= Gerd Bornheim =

Brazilian philosopher and professor

Gerd Alberto Bornheim (19 November 1929 – 5 September 2002) was a Brazilian philosopher and professor. Considered one of Brazil's leading Heidegger scholars, he worked primarily with aesthetics, existentialism, and the history of Philosophy, specializing on pre-socratic thought and romantic philosophy. He was one of the founders of the Brazilian Academy of Philosophy.

== Career ==
He graduated with a degree in Philosophy from the Pontifical Catholic University of Rio Grande do Sul, then moved to Paris to study at the University of Paris under Jean Hyppolite and Jean Wahl, who introduced him to the works of Martin Heidegger. He then received a scholarship to the University of Oxford, where he studied English literature.

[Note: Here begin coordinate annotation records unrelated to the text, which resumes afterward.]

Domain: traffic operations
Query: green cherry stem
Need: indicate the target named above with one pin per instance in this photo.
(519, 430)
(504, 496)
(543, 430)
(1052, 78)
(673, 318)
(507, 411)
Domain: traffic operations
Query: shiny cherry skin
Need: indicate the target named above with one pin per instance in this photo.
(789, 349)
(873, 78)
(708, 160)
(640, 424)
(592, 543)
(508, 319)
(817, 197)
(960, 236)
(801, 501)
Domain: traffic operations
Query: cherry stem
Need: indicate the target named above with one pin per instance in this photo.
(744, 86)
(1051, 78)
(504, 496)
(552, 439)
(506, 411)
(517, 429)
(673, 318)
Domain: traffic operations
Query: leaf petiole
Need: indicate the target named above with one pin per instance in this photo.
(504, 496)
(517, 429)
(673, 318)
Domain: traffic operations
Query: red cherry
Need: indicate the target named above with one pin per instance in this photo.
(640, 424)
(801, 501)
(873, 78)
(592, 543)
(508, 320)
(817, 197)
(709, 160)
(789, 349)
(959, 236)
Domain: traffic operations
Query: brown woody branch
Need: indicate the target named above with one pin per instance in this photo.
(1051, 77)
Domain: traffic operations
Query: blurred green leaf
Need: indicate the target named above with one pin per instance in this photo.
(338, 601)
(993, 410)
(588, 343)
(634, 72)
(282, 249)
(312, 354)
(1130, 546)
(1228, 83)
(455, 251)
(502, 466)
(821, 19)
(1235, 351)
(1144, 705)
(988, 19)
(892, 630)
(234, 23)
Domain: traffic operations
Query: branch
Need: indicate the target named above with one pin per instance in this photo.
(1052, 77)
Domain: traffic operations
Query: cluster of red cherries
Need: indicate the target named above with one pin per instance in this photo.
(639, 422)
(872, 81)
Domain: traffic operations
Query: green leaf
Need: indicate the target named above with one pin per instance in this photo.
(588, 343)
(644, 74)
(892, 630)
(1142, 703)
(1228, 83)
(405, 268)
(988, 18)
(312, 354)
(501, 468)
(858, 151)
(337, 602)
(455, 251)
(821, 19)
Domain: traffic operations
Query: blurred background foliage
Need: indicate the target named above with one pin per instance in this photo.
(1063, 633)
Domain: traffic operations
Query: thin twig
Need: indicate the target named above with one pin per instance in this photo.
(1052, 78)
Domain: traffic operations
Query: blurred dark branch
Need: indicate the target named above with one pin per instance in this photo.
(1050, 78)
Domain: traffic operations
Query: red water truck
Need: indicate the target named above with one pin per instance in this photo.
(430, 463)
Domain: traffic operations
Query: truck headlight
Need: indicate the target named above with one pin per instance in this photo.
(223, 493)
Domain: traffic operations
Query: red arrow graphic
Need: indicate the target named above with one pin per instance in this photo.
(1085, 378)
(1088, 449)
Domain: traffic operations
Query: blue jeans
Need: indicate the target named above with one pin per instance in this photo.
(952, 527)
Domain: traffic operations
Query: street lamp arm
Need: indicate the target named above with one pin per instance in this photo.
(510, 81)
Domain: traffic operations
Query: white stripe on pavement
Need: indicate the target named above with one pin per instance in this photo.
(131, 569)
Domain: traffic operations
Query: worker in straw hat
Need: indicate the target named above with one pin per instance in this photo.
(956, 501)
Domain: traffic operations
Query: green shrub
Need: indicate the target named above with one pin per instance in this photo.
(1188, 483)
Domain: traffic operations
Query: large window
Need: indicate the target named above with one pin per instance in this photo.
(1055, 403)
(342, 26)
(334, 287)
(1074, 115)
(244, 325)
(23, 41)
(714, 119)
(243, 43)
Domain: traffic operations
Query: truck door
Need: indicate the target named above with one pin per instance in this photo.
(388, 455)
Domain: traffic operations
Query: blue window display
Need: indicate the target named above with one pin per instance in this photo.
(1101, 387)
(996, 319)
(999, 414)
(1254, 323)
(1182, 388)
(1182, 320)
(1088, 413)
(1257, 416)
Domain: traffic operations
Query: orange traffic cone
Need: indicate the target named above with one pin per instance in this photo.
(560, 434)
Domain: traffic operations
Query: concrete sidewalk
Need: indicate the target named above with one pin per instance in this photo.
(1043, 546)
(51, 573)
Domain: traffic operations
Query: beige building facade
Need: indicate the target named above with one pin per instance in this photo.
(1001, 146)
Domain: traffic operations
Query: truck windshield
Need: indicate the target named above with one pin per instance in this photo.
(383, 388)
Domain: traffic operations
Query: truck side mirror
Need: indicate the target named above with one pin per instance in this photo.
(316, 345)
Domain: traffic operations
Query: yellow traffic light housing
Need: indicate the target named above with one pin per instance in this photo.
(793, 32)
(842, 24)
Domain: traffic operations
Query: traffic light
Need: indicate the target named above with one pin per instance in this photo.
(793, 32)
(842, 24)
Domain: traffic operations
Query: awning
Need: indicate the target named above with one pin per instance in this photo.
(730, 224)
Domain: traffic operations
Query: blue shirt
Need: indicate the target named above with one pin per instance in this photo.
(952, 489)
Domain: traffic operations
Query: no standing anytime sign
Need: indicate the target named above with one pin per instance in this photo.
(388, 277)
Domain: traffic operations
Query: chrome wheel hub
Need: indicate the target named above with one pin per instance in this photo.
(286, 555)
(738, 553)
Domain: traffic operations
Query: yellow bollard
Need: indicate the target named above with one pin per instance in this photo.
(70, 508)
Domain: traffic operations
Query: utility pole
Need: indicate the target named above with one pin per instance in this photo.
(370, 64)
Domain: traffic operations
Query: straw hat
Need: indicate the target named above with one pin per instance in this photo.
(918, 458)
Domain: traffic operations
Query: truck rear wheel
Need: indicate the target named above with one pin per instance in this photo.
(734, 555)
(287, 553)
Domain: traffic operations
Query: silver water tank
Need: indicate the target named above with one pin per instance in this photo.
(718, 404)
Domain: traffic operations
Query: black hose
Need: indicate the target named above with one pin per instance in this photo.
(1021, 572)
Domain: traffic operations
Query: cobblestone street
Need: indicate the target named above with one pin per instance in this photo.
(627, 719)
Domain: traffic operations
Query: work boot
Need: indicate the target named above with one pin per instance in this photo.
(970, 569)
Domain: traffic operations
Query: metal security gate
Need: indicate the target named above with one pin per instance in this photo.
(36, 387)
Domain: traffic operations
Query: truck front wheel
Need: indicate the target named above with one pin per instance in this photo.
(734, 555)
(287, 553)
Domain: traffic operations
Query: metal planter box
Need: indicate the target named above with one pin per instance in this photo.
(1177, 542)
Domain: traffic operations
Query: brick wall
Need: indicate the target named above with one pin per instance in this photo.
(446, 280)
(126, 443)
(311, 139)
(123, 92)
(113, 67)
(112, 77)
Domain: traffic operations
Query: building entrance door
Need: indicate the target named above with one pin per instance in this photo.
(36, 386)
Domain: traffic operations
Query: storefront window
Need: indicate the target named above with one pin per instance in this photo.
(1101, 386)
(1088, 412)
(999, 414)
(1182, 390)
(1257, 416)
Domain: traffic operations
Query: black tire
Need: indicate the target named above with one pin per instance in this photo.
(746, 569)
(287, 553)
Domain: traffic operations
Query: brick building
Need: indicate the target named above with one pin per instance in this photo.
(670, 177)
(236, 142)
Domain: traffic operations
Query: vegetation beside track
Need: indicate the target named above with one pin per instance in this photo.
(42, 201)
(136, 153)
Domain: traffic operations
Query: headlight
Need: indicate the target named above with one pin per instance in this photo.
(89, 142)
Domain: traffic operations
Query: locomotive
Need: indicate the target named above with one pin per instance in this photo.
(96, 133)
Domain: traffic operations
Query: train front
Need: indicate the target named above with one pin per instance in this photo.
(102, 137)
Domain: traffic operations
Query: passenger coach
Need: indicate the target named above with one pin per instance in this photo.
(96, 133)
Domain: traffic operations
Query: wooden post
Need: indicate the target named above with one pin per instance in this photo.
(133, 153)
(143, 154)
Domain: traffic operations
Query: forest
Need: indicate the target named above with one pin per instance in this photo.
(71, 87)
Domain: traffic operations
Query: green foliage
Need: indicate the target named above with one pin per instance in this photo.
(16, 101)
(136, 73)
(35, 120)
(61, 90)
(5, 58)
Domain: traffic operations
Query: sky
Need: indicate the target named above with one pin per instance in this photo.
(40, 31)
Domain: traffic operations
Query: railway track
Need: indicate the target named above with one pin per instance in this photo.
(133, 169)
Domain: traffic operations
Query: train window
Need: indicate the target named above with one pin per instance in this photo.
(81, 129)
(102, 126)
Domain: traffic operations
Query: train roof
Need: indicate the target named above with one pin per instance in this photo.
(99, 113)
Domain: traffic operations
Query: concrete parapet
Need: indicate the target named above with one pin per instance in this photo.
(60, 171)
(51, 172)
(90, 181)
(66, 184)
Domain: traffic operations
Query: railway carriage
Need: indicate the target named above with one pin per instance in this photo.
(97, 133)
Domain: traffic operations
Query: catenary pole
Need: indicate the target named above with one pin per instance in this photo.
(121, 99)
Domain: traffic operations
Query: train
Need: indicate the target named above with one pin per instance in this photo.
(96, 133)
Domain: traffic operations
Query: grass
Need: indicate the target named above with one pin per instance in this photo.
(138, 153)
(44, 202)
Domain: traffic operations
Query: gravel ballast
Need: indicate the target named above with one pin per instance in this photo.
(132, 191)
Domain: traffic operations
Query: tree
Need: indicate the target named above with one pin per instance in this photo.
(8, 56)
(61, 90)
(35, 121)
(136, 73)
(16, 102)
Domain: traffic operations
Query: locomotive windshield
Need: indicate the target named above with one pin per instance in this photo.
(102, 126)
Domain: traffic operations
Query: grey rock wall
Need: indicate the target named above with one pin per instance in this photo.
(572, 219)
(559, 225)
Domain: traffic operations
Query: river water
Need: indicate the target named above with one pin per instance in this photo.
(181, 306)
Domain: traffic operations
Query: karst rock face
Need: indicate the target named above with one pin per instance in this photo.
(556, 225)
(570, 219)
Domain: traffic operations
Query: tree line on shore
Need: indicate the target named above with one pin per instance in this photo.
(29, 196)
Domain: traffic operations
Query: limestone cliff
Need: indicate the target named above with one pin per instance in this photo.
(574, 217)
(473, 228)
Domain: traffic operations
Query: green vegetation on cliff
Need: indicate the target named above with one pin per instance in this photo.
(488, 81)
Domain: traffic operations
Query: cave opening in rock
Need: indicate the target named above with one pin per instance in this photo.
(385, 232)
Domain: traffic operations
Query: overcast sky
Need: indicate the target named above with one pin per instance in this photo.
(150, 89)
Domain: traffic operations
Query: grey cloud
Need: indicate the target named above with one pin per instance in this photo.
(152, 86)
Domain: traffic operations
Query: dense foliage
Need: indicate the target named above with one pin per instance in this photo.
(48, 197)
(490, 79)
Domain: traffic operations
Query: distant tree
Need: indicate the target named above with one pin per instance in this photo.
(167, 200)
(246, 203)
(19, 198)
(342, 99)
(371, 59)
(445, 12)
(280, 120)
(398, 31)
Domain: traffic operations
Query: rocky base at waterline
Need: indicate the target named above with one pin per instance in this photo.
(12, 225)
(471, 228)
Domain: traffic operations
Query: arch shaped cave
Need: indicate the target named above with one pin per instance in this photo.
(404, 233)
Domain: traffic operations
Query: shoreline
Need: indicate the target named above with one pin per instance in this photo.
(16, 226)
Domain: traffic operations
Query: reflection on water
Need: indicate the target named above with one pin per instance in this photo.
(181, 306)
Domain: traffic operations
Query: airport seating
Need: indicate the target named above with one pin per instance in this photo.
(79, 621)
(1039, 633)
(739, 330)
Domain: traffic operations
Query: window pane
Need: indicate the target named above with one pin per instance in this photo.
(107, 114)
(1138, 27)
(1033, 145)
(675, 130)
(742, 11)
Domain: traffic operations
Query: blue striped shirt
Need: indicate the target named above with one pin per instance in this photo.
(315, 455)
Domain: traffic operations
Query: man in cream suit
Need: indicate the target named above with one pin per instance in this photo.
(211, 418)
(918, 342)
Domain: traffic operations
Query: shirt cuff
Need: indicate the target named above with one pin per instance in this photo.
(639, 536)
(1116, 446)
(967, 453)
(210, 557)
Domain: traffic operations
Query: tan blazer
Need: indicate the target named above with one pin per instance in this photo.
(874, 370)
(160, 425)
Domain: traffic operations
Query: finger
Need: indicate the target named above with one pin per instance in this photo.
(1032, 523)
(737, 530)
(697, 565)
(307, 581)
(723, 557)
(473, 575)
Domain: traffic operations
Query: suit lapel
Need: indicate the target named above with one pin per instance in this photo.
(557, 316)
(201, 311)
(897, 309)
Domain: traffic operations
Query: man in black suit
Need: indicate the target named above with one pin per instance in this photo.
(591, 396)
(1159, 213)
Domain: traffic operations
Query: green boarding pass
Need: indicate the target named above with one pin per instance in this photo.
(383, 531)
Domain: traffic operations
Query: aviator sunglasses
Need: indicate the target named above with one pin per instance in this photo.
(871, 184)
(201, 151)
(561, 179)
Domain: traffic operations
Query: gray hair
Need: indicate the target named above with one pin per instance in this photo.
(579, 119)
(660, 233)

In Brazil, he taught at the Federal University of Rio Grande do Sul, at the Federal University of Rio de Janeiro and at the State University of Rio de Janeiro.

== Works ==

- Aspectos Filosóficos do Romantismo. Instituto Estadual do Livro, 1959.
- O Sentido e a Máscara. São Paulo: Perspectiva, 1969.
- Martin Heidegger: L’Être et le Temps. Sorbone, 1976.
- Dialética: Teoria e Prática. Globo, 1977.
- O Idiota e o Espírito Objetivo. Porto Alegre: Globo, 1980.
- Teatro a Cena Dividica. Porto Alegre: LPM, 1983.
- Introdução ao Filosofar: o Pensamento Filosófico em Bases Existenciais. São Paulo: Globo, 1989.
- Brecht: a Estética do Teatro. Graal, 1992.
- O Conceito de Descobrimento. Rio de Janeiro: EdUERJ, 1998.
- Os Filósofos Pré-Socráticos. São Paulo: Cultrix, 1999-2000.
- Sartre: Metafísica e Existencialismo. São Paulo: Perspectiva, 2001.
- Metafísica e Finitude. São Paulo: Perspectiva, 2001.